When people who once had dysphoria interact with trans-rights activists, we often are told that we are “jealous” that we didn’t have the “courage” to change sex. To be instructed that the dysphoric ideas that stalked us for years were actually correct all along is insulting, especially coming from strangers: Not only does it imply that the bodies and faces we have come to love are indeed the “wrong” bodies and faces; it also speaks to the spirit of ruthless narcissism that animates many of these activists. Yet it is to these individuals that our media often turns when it is time to “celebrate trans lives.”

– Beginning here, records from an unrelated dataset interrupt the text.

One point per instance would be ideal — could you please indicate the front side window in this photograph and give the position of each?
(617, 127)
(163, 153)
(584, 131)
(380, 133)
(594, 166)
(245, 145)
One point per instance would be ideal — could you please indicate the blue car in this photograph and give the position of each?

If you know parents going through this, talk to them. More importantly, listen to them; provide them with an opportunity to articulate, in Diane’s words, their right to their own souls. If you know a teacher or a doctor or a counsellor or a therapist who feels bound by affirmation dogmas, encourage them to read this series of essays, or Abigail Shrier’s Irreversible Damage, or any of the various excellent analyses that Quillette has made available to the public.
There is a middle ground between dismissing trans-identifying youths as “deviants” and celebrating invasive medical practices as though their consequences were trivial. I would urge everyone to help us reclaim this middle ground, a process that will involve putting aside differences of opinion about what is causing this surge in trans identification. Regardless of what one thinks about Rapid Onset Gender Dysphoria, autogynephilia or any other related issues, one thing is becoming clear about the way we are addressing transgenderism among today’s teenage boys: We have made a mistake.
With thanks to Rene and everyone else who took the time to speak to me—and to Ioana for her help with data analysis. The choice of pronoun I made to refer to Rene in this essay turned out to be prophetic: since writing this final instalment, Rene has surgically detransitioned, and is starting to live again as a man.